Tampak juga hadir Dr. Ali Masykur Musa, M.Si., M.Hum (Board of Governors Indonesian, Governance, Risk, and Compliance / BoG-IGRC), Ketua BPK DR Agung Firman Sampurna, pejabat di lingkungan BPK perwakilan di daerah, Inspektorat pemerintah, akademisi serta narasumber acara ini yakni Tigor M Siahaan (Kepala Badan Kebijakan Moneter dan Jasa Keuangan KADIN RI), Prof. Dr. Mardiasmo (Ketua Komite Nasional Kebijakan Governansi (KNKG) dan Kasminto, Ak., MBA (Ketua Komite Sertifikasi LSP-GRC.) dan juga (Dirjen Bina Keuangan Daerah Kemendagri RI) yang diwakili oleh Seketaris Bina Keuangan Daerah.

Sementara itu, Ketua BPK Agung Firman Sampurna dalam penyampaian materi sebagai Pembicara kunci mengatakan mengenai pembelajaran berharga bagi bangsa Indonesia saat terjadinya krisis keuangan yang berubah menjadi krisis multidimensional di tahun 1998 adalah tidak diindahkannya tata kelola dalam kehidupan bisnis maupun pemerintahan.

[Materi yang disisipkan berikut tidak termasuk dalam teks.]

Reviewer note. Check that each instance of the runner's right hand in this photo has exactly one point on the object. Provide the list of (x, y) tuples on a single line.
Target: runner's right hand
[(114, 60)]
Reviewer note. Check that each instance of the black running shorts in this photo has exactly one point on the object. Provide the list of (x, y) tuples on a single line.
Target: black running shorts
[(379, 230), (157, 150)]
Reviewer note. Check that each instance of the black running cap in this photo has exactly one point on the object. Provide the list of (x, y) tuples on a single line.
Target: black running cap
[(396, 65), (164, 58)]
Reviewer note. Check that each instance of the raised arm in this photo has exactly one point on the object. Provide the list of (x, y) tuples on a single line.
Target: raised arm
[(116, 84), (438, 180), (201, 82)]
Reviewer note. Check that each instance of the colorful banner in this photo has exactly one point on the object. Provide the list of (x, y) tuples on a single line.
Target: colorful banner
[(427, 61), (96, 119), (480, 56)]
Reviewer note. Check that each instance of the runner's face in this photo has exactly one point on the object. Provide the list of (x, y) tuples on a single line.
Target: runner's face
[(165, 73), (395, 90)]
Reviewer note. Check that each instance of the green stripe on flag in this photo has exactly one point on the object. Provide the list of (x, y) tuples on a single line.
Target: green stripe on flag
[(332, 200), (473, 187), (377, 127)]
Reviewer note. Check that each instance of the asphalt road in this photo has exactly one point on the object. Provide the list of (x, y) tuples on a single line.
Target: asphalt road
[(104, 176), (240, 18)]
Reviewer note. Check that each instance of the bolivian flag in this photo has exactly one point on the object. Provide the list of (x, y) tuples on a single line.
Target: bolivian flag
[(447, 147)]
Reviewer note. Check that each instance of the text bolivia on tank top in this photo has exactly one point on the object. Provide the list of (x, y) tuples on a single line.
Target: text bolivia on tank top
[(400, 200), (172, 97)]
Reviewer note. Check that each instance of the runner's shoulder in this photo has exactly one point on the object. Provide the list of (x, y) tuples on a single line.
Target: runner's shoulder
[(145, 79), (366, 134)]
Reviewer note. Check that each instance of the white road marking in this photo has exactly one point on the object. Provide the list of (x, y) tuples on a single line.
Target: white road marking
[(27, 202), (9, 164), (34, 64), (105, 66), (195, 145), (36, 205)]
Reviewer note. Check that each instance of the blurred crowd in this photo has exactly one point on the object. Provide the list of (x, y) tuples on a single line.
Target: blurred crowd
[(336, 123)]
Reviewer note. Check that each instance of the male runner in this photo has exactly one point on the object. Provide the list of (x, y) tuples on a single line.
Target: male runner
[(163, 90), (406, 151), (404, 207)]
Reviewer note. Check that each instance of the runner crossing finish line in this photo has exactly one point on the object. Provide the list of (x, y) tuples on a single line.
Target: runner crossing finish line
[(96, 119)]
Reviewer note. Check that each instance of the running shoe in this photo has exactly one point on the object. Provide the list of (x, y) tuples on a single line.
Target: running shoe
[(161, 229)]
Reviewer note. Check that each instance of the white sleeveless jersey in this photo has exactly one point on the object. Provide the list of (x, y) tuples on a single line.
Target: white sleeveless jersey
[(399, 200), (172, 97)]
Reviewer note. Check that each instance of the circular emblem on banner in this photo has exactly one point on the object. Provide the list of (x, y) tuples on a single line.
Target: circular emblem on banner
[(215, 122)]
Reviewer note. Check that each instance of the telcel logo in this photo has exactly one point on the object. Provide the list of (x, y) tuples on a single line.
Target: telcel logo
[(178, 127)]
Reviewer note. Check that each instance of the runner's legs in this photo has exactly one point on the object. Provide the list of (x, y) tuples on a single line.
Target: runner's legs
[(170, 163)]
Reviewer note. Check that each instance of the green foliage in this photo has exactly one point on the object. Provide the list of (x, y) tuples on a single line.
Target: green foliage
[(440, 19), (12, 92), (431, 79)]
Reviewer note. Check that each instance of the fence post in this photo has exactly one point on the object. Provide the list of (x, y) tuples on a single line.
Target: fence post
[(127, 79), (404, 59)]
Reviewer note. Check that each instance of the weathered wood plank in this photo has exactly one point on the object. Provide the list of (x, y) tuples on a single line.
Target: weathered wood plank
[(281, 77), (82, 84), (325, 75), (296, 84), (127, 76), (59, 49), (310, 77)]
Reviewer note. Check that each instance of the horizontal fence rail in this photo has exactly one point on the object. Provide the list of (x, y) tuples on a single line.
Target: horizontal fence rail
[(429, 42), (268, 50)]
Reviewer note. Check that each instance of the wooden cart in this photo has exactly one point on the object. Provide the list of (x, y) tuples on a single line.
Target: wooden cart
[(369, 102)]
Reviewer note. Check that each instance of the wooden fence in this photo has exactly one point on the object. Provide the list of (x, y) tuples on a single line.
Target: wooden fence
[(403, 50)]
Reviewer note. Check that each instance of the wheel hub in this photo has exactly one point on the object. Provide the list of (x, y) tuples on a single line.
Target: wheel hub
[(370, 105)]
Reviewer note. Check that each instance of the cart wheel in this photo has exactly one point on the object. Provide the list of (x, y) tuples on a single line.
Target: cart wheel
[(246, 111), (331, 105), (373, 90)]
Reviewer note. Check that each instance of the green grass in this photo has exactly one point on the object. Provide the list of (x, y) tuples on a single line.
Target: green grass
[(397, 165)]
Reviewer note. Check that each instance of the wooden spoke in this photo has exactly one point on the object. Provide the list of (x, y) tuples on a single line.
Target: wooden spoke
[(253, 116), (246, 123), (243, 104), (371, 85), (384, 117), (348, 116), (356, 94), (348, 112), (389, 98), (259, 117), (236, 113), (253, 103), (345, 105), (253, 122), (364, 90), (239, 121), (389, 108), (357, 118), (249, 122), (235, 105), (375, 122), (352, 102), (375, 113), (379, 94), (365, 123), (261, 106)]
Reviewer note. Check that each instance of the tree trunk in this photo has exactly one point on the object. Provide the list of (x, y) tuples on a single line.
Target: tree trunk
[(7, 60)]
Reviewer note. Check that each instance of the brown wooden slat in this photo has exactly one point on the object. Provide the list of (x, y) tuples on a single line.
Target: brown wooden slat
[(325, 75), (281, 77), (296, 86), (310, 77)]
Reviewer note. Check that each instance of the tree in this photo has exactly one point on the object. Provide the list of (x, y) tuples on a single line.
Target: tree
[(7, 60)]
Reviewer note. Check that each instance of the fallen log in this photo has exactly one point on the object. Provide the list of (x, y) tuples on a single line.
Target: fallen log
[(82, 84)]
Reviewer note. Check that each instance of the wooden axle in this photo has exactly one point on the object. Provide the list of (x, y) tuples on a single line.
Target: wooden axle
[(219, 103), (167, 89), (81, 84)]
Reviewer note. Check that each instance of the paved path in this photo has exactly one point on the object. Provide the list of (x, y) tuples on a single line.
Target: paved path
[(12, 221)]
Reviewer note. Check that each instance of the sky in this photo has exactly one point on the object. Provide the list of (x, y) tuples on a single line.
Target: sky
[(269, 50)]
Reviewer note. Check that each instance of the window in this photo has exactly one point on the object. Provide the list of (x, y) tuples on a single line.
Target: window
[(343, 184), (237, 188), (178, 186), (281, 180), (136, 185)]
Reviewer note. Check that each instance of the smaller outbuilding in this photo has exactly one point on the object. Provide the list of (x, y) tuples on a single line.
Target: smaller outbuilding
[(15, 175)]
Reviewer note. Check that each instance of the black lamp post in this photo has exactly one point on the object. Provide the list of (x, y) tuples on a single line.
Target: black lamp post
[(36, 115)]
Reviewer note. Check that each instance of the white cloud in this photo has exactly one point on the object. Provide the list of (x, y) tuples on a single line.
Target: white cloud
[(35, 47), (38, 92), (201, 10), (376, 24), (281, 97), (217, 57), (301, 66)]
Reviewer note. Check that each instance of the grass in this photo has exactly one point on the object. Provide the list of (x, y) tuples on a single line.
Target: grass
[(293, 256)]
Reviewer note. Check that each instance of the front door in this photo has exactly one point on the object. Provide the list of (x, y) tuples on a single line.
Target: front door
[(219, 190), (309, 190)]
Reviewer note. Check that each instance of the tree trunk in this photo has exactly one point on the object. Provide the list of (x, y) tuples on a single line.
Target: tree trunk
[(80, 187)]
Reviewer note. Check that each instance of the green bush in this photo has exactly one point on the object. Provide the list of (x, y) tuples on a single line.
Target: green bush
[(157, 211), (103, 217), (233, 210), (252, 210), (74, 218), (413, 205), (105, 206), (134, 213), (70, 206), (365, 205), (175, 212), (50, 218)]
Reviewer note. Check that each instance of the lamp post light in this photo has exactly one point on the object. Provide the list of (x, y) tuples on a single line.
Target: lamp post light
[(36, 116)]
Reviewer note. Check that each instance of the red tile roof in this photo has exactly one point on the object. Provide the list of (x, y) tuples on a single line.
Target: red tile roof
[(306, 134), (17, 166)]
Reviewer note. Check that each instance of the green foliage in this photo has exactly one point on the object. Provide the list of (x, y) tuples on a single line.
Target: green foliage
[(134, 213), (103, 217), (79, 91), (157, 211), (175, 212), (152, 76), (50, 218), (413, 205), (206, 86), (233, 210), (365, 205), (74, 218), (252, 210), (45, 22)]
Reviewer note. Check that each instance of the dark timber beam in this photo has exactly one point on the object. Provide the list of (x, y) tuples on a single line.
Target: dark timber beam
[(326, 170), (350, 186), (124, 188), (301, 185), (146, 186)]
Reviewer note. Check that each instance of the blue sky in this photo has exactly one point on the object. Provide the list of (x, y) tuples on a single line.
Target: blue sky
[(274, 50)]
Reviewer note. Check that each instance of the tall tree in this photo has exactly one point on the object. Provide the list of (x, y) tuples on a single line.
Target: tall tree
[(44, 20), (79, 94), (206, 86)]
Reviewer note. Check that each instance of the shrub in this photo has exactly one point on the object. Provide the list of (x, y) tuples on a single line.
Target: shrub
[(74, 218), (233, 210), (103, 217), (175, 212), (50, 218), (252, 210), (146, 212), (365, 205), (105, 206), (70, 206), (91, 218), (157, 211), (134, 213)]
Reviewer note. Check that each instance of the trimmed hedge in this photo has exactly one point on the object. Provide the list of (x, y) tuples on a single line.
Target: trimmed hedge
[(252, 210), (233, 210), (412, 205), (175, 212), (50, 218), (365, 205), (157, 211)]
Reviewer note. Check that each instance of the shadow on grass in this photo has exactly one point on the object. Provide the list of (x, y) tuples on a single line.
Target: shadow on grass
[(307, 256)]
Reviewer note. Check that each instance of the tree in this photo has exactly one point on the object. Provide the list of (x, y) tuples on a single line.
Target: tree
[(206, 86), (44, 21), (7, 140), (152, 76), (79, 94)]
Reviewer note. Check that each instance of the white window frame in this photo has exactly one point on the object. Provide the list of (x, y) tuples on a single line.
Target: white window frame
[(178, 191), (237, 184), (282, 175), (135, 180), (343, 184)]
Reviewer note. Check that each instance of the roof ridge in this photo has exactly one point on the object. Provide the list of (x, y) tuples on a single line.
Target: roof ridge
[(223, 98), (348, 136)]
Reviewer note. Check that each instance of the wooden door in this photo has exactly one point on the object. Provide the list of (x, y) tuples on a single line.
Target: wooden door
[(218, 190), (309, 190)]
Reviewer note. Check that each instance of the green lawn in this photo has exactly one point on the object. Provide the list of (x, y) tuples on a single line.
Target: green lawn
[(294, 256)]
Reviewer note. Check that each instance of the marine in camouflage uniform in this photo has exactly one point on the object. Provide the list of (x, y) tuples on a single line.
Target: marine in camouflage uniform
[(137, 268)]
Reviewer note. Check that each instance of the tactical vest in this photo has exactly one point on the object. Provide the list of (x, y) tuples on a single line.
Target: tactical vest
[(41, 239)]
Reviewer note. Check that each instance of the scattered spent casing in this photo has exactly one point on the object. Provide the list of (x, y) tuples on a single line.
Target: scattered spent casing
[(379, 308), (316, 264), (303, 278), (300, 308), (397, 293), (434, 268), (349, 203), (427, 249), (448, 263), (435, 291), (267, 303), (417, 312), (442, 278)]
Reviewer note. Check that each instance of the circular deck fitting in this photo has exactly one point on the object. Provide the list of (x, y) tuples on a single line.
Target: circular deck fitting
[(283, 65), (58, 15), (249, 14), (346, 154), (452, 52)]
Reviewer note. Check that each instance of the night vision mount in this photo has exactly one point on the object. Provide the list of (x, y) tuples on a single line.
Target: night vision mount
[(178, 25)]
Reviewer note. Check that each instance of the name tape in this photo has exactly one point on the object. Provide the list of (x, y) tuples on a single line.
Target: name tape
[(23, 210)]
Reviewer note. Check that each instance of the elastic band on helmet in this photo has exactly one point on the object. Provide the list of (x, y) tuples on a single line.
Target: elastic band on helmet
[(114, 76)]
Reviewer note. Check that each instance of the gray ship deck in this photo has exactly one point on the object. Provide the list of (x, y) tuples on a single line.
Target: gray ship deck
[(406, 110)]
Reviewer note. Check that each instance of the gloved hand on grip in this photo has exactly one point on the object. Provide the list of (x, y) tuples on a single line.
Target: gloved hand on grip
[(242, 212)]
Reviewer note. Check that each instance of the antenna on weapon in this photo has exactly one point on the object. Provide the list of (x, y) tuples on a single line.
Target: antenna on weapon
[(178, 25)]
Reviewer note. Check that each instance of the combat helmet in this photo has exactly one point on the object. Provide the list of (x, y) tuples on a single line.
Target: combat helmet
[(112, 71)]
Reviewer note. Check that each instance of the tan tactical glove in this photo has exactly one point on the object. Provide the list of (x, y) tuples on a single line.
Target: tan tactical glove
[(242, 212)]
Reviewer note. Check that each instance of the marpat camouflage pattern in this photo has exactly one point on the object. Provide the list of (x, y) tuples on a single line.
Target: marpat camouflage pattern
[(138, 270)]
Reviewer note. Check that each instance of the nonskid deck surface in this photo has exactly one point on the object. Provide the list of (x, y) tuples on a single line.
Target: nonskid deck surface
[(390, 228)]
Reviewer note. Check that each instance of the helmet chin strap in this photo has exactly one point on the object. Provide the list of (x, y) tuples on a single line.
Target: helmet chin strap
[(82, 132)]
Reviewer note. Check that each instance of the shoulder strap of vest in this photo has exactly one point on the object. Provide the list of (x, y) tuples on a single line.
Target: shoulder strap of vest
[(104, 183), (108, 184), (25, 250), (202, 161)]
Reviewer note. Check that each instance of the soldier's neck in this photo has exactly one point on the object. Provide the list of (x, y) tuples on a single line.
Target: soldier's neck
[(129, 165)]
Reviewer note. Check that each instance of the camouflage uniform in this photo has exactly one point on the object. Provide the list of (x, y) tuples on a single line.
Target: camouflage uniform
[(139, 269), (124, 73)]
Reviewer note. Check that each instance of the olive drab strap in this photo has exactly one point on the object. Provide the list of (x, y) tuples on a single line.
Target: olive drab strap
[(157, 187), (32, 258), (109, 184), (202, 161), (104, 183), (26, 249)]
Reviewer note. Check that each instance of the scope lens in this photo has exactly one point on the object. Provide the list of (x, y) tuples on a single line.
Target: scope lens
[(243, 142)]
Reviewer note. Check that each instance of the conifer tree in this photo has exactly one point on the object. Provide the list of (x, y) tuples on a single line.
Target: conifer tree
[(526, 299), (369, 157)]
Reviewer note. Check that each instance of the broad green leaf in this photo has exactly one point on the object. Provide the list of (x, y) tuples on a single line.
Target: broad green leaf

Kesadaran pentingnya penerapan Good Corporate Governance (GCG) pada sektor bisnis dan Good Government Governance (GG) untuk sektor pemerintahan dan Lembaga publik menjadi tuntutan baru yang disuarakan oleh para pemangku kepentingan. Kesadaran tersebut mendorong lahirnya tiga paket Undang-Undang, yakni Undang-Undang Nomor 17 Tahun 2003 Tentang Keuangan Negara, Undang-Undang Nomor 1 Tahun 2004 Tentang Perbendaharaan Negara dan Undang-Undang Nomor 15 Tahun 2004 Tentang Pemeriksaan, Pengelolaan dan Tanggungjawab Keuangan Negara.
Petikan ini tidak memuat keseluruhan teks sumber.